Esos locos bajitos disfrutábamos sin saberlo de la mejor educación que íbamos a recibir a lo largo de nuestra trayectoria académica. La desmontada “egebé” nos otorgaba una base que ahora permite a un electricista de mi generación tener más cultura general que la de un graduado actual con varios másteres en su haber. Los maestros responsables de esta fortuna aplicaban la pedagogía del sentido común a manadas de alumnos por encima de todas las ratios que hoy son consideradas adecuadas para que un docente pueda lidiar con sus educandos sin pedir la baja psicológica. En esas condiciones, Don Ignacio nos aficionaba a la historia rimándola en un cómic que memorizábamos en los murales con los que empapelaba el aula, Don Eduardo impartía un nivel de inglés capaz de perdurar hasta las brumas del bachillerato y Don Mariano hacía de las matemáticas una asignatura inteligible hasta para un zote de letras como un servidor.
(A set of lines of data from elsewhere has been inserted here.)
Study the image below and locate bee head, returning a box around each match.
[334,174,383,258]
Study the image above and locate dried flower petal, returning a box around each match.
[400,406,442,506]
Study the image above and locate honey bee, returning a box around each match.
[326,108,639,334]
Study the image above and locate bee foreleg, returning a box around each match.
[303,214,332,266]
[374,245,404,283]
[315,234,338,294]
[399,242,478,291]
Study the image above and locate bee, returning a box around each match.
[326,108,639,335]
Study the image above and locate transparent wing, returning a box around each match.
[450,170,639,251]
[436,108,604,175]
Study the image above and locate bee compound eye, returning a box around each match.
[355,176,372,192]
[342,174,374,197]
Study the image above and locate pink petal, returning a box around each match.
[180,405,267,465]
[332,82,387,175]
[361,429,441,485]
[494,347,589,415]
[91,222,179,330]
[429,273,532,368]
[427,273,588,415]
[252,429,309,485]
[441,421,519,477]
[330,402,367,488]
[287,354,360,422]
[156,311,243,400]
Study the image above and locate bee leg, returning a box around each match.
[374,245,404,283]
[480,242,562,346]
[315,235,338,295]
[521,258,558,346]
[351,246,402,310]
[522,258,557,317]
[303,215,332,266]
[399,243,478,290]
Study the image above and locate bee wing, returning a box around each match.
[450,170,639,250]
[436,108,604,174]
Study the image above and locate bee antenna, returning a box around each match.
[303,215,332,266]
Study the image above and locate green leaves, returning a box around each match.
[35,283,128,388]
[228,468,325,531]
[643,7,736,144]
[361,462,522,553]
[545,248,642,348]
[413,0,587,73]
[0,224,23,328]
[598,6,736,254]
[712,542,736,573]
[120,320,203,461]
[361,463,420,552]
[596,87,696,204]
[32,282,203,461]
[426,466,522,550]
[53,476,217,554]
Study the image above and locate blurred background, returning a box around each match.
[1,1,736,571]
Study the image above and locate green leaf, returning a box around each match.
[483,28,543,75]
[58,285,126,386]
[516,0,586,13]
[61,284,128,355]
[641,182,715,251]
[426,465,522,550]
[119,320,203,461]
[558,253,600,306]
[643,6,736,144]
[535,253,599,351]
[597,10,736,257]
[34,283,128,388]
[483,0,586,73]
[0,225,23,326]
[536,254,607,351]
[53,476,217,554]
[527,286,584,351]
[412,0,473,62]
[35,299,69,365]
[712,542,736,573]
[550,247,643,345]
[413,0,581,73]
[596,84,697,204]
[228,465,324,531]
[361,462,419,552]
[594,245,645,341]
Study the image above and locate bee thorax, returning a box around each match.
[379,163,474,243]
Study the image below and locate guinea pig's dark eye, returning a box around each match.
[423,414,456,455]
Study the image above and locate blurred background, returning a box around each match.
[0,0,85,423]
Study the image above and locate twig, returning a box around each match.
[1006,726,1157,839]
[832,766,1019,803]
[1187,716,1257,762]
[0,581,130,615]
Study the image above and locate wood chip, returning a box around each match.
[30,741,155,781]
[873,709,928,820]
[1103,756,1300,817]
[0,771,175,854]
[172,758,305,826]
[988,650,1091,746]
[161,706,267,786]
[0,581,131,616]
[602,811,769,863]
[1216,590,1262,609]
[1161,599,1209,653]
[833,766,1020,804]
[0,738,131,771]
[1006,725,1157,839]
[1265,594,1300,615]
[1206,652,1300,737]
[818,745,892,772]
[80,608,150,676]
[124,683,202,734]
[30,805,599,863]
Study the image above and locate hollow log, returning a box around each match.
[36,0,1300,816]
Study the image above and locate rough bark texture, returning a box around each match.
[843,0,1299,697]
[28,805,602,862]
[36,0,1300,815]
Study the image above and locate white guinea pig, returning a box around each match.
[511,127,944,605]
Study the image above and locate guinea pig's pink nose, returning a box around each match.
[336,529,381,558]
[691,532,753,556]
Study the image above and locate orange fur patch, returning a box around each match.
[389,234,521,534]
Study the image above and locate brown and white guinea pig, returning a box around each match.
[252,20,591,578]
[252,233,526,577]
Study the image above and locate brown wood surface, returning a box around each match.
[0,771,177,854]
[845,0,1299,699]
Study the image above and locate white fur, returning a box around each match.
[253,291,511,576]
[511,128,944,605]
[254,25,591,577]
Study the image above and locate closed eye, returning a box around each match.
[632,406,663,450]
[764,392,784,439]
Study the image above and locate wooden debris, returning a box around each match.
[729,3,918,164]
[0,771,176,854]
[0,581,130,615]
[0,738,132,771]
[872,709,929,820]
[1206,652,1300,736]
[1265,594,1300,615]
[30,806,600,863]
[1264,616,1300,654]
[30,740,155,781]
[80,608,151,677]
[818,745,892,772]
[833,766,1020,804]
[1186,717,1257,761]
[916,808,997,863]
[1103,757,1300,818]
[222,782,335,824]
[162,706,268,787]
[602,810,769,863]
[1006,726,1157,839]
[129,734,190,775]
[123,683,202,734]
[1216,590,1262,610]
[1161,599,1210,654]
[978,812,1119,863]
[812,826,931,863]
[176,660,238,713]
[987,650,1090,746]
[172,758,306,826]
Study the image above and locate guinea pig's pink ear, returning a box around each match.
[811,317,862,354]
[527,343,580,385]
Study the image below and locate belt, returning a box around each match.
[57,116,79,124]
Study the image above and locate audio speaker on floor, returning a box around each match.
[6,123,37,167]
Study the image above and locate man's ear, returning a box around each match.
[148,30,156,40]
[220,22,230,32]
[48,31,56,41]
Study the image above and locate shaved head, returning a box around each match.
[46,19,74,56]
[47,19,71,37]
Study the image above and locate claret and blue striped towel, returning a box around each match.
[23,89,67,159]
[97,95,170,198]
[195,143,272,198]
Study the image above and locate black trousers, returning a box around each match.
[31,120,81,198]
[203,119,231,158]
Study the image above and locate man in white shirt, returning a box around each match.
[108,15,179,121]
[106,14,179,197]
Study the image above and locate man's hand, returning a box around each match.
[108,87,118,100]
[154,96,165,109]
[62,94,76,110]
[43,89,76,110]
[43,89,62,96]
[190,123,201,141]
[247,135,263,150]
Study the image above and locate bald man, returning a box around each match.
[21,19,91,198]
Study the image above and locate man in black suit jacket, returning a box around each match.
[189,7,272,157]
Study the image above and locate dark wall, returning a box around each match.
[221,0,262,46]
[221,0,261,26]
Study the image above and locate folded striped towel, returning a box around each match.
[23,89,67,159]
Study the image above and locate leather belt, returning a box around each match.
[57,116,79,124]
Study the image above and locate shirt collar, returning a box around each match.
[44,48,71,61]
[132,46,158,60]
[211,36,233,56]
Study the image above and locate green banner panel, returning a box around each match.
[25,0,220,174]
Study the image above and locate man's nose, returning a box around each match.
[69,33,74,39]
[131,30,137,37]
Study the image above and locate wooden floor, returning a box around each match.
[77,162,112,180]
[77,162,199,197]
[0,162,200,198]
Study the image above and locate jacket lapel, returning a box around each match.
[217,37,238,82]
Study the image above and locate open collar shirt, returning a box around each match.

La ausencia de pantallas convertía la pizarra en un tótem temible ante el que comparecíamos para rendir cuentas a Don Francisco, en la tarima desde la que después dictaba su lección magistral, intentando sacarnos de Babia, país de los tontos, donde hacían los pucheros sin culo. Mientras Doña Mari Luz encendía la luz de mi primera vocación literaria, la catequesis de Don Gerardo extendía un barniz de tolerancia sobre el catolicismo obligatorio y el deporte ocupaba todo lo demás, la competición oficial en los juegos escolares permitía que la gimnasia fuera un divertimento vestido de chándal verde, desde el que eludíamos instrumentos de tortura tan sofisticados como el plinto.
El colegio vertebraba nuestra existencia y en torno a su influencia organizábamos la vida cuando las actividades extraescolares consistían en volar el trompo con la destreza de un malabarista, forrar las chapas de Cinzano con maillots de ciclista y atesorar canicas triunfando en el gua. Alrededor de la escuela esperábamos al futuro leyendo tebeos en la Casa de la Cultura y gastando la paga en las máquinas de los recreativos, pero la plenitud llegaba imaginando porterías entre las carteras, cuando nos abandonábamos al fútbol de descampado y rodillas peladas hasta que la oscuridad tocaba el silbato y los más osados continuaban la fiesta jugando a ser funámbulos bajo la pasarela del “poli”, con la red del Júcar a nuestros pies.